Old Elean, Simon Davey, is an ecologist and photographer whose love of the natural world has taken him across the globe: http://www.daveyecology.co.uk/

“My time at King’s and at Ely Cathedral was from 1950 to 1961. I was a chorister and had a problem not really known about in those days – dyslexia. As an eight year old, I could barely read or write. However, achieving 12 O Level passes (as they were called then!), five A Levels and two offers from Cambridge University underlined the fact that dyslexia and lack of intelligence do not necessarily go together.

“Ecology being my major interest, I was in the ‘Science Sixth’. Leonard Osmond said in a report: “If he continues in Science, it will lead to disillusionment and ultimate failure.” Asking around the class where we wanted to go to University, he asked me: “Davey, where do you want to go to University?” “Cambridge,” I replied. “Never get to Cambridge m’ dear, never in a million years!” I was not one of his favourite pupils. In spite of my unpromising early start, I went on to be made a King’s Scholar and also received my Sports Colours in Rowing, Cross County, Athletics and in ‘minor sports’ for Clay Pigeon Shooting.

“After King’s, I went on to study at Selwyn College, Cambridge. Concentrating on Biochemistry, Biophysics and Dissection, Cambridge did not really suit me and I finished up with an indifferent degree. However, if I had managed a First follows by a PhD, I would probably have taught at a “minor university” and hated it.

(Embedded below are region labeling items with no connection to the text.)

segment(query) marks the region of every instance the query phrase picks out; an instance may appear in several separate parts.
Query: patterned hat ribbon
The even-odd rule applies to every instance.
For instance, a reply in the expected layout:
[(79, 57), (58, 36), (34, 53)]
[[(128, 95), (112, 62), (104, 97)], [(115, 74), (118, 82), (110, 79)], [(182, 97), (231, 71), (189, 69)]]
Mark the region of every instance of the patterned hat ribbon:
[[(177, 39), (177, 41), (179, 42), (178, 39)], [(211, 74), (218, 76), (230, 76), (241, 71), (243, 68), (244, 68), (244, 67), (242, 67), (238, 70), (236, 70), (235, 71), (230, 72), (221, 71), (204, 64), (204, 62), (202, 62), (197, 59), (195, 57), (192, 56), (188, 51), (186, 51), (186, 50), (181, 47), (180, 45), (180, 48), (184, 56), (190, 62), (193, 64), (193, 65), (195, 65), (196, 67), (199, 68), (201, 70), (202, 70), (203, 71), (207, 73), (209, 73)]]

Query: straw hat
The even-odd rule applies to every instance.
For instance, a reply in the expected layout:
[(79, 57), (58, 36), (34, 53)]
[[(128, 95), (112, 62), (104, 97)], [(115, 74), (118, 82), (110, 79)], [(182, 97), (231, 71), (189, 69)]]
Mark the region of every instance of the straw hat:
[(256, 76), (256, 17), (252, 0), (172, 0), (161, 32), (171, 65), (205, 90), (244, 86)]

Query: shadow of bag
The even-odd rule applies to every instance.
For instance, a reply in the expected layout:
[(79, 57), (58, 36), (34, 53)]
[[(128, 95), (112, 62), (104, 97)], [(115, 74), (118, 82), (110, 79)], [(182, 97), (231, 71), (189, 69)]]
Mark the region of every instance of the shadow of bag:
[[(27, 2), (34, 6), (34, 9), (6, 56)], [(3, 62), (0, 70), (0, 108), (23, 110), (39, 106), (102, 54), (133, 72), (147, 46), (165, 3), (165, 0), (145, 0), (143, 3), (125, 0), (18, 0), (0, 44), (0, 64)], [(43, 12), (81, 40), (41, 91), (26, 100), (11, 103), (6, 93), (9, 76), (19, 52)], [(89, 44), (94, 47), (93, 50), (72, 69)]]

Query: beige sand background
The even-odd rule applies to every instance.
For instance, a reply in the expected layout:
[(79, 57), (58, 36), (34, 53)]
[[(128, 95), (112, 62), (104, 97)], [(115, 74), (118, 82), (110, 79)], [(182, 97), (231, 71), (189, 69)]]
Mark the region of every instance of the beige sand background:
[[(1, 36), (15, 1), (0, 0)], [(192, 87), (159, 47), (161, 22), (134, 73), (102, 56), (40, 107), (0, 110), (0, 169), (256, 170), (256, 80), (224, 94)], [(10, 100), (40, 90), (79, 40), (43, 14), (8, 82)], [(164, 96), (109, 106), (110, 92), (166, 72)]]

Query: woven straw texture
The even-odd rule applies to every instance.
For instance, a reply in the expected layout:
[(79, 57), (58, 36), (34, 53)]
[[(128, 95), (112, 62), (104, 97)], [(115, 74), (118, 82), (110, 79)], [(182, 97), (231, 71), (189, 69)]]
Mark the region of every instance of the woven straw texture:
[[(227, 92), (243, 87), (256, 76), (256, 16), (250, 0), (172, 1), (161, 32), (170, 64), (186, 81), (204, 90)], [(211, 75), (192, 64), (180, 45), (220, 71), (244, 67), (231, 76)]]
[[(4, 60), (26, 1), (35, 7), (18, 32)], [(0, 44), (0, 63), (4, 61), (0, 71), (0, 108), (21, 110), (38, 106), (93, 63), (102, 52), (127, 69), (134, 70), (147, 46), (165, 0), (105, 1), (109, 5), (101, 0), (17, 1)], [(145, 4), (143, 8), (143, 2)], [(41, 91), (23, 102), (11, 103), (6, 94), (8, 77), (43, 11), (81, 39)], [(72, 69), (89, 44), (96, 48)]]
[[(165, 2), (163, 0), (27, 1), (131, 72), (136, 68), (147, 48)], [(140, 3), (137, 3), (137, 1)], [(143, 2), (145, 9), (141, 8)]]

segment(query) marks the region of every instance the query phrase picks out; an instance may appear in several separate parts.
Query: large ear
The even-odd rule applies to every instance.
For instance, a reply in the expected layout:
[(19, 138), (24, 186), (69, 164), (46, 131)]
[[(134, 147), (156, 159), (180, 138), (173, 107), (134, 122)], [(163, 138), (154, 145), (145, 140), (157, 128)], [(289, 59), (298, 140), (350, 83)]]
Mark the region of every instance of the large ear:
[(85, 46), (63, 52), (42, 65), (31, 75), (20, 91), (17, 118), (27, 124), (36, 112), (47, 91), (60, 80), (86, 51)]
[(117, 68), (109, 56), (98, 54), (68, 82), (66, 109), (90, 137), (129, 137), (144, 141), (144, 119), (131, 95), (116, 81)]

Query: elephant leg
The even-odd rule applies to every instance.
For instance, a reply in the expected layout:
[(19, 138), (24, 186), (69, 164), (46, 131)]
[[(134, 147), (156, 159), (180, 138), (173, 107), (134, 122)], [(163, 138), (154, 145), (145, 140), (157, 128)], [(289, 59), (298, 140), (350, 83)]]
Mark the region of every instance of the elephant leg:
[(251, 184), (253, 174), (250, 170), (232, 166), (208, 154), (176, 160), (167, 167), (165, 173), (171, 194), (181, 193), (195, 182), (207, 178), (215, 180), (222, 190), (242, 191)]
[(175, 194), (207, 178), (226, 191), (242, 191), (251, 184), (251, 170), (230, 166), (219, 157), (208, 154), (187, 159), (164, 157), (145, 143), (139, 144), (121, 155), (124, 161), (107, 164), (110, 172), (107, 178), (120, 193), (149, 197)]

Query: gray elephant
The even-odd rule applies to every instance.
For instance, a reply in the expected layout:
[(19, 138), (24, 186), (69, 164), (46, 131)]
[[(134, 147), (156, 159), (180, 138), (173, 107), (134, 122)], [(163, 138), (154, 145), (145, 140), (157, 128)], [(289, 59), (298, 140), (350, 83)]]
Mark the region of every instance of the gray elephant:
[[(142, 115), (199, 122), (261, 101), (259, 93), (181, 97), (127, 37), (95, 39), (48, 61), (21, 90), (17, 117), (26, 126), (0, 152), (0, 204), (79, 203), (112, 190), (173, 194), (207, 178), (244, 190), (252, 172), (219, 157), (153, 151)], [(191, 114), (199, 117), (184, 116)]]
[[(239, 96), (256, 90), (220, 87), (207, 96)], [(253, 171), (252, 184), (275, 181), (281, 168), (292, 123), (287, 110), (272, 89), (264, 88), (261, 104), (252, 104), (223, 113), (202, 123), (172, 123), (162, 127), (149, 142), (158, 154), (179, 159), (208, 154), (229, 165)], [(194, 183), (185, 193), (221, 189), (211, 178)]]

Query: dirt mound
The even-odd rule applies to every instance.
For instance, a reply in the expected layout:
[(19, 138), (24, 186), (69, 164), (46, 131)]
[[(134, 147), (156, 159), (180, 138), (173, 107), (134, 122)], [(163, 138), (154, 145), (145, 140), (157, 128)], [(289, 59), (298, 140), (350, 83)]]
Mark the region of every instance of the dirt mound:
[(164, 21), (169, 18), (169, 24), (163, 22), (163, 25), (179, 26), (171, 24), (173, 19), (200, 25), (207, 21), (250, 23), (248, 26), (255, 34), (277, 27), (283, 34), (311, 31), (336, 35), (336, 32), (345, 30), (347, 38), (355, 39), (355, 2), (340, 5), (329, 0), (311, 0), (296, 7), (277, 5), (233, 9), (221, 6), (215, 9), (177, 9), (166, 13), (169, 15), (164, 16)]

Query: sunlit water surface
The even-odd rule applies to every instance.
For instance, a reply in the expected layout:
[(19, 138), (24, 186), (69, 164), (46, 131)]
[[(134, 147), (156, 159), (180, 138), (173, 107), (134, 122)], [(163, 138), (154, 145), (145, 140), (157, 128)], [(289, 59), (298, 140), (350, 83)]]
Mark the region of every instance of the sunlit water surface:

“After teaching for two years, I became Head of the Biology Department in the Hampshire County Museum Service, where I learned how to identify specimens and achieved an in-depth vocabulary of plants and animals. In 1971, I had the great good fortune of meeting Dr Francis Rose, a brilliant field ecologist and lichenologist. As a great friend, he helped me to become a freelance ecologist specialising in lichens. He also put me in touch with a travel firm that had asked him to lead a botanical tour to Mallorca. This became the first of many natural history tours I led around the world. Trips included two to the Galapagos, South America, Central Asia when it was part of the former Soviet Union, as well as Europe. I also lectured on cruise ships, which took me to within 600 miles of the North Pole, as well as Iceland, the Middle East and South America. My wife Amanda accompanied me on many of these trips, and having a keen interest in lichenology, we now have nearly four thousand people following us on social media on behalf of the British Lichen Society.

“We are both keen photographers and have a collection of about a quarter of a million images which are all catalogued. I have written three books, one about bird watching in the Isles of Scilly in the autumn. It’s more about bird watchers than birds, one about natural history tour leading and the third is an account of the lichens of Jersey.

“King’s has changed so much since I was there. Being seen with a girl in town would have been greatly frowned upon. I notice that the school has double eights. This is something new to me! When I rowed at Ely we mostly rowed in fours. Music was fantastic when I was at Ely. Miles Amherst took his dormobile to London and filled it with musical instruments. “Here boy, have a trumpet!” or “Here boy, try a clarinet!” resulted initially in some pretty foul noises, but soon developed into a brass band for the school cadets, an unofficial jazz band and some wonderful brass music by the likes of Gabrieli, which some of us played in the Cathedral opposite one another in the triforium.

“I played the trombone. Roger Firkins, an ex Choral Scholar from King’s Cambridge organised a madrigal group which met on Saturday evenings, and included cider in an interval, and sometimes girls joined us. This led to the successful group known as the King’s Singers – as well as singers such as James Bowman. The Housemaster of School House, David Scott, arranged an informal talk by one who had been present with Howard Carter when he discovered Tutankhamun’s tomb.

“I owe an enormous amount to King’s – a school that helped me develop from an incoherent and dyslexic boy to a person with a huge range of interests and someone who has led a full and very exciting life.”